Thanks a lot to both of you for your answers!


----------



## HUNGRYBEASTS (Aug 16, 2016)

my first scorpion are 3 A. australis.. hehe so go for it..

Reactions: Dislike 1


----------



## gromgrom (Aug 16, 2016)

I would recommend something less hot, but with similar behaviors before making that jump. I'd also recommend trying a less hot semi-arid species so you are used to their wet/dry cycles they enjoy.


----------



## BarkScorps (Aug 16, 2016)

Parabuthus sp. are very hot scorpions and also very aggressive.I personally could only recommend them to people who have dealt with other very dangerous species.If you get one then be very careful but it is better to just avoid them altogether.


----------



## brolloks (Aug 16, 2016)

Last post was Jan 18, 2015, old thread

Reactions: Like 1 | Agree 1


----------



## Pipa (Aug 16, 2016)

I hope the keeper is still alive!

Reactions: Lollipop 1


----------



## Chris WT (Nov 14, 2016)

Did you ever get P. Villosus? OP?


----------



## Najakeeper (Nov 16, 2016)

For anybody with decent common sense, P.villosus is an easy scorp to deal with. They are also amazing looking animals. Just be careful and stick to protocol.

Also, I know there's one species in the genus that can spray venom but I have never seen this one do that.

Reactions: Agree 1


----------



## Red Eunice (Nov 16, 2016)

gromgrom said:


> I would recommend something less hot, but with similar behaviors before making that jump. I'd also recommend trying a less hot semi-arid species so you are used to their wet/dry cycles they enjoy.


 So what "hot" species do you suggest I start with?


----------



## Pipa (Nov 16, 2016)

I concur , I've never had any Parabuthus spray , but I've seen videos and pictures.


----------



## Kayv (Nov 17, 2016)

One of my favorite species of scorps, or my favorite for that matter. Why wouldn't you want anything this awesome?
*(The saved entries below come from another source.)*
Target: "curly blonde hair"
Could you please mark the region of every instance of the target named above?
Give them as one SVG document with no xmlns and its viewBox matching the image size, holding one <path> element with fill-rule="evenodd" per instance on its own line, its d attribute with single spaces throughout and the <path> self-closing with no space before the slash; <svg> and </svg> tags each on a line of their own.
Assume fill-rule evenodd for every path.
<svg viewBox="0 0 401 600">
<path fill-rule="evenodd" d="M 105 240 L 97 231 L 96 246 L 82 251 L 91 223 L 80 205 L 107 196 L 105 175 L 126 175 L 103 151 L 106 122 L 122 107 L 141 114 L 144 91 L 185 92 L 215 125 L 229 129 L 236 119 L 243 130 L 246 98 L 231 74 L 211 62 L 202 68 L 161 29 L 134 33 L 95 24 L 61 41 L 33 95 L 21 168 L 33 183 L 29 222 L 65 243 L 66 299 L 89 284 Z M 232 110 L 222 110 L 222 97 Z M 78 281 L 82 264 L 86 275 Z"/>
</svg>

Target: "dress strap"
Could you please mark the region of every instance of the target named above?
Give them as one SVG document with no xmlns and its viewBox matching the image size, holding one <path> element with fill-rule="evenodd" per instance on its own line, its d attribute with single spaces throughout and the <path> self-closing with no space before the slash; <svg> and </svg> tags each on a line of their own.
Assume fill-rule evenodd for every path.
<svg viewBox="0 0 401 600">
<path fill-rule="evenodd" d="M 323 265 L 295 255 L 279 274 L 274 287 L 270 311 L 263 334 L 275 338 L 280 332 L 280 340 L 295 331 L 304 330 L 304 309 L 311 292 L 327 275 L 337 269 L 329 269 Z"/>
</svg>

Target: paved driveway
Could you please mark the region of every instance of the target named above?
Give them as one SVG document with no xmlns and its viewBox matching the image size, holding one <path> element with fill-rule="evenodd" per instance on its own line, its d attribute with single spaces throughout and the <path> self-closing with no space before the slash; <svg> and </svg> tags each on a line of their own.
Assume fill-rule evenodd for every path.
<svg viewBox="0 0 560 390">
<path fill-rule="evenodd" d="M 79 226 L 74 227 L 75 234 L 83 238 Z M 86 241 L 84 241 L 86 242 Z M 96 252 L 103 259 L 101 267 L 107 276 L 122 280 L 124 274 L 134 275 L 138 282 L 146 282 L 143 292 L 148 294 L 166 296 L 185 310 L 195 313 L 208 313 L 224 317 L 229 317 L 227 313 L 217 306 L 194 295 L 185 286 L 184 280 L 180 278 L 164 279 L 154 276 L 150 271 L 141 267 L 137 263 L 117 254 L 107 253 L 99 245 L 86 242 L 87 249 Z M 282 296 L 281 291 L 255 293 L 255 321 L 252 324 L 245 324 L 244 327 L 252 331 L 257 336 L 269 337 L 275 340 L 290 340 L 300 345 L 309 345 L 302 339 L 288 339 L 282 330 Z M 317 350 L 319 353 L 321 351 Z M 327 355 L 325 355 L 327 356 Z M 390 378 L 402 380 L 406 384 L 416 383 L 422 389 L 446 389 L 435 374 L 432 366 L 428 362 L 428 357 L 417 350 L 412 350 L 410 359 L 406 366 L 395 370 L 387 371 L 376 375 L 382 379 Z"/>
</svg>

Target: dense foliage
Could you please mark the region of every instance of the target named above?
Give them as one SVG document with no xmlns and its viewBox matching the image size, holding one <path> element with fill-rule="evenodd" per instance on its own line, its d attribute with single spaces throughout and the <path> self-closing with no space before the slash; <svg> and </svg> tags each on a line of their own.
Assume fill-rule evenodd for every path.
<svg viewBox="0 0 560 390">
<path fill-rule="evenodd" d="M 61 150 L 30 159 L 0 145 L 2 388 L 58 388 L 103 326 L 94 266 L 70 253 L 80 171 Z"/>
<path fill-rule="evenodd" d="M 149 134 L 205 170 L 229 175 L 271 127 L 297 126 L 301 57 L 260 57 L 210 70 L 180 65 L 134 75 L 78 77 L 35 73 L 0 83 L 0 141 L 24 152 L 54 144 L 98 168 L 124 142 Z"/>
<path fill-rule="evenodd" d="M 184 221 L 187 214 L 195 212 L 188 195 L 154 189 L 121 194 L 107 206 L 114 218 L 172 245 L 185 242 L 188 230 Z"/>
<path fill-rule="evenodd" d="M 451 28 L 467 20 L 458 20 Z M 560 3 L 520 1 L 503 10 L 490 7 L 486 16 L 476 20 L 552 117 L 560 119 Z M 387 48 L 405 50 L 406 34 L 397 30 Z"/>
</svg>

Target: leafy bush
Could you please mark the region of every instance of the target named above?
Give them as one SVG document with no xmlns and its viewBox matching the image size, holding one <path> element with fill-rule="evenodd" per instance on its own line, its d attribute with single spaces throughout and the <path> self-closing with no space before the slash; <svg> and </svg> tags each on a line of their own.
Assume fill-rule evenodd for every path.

Use common sense and invest in good tongs.


----------



## Chris LXXIX (Nov 17, 2016)

Eh... those are not _exactly _the best kind of scorpions for the unexperienced but IMO the venom potency is the only issue. They can't climb, and they aren't otherwordly escape masters like centipedes. Let's not even consider or talk about "handling", the chances for a serious keeper to end stung are very very low if caution and good tongs are always "turned on".

Those scorpions are nothing if compared with a badass _P.nigriventer_, at the end :-s


----------



## Tleilaxu (Nov 21, 2016)

My third scorpion after two years was a Deathstalker....


----------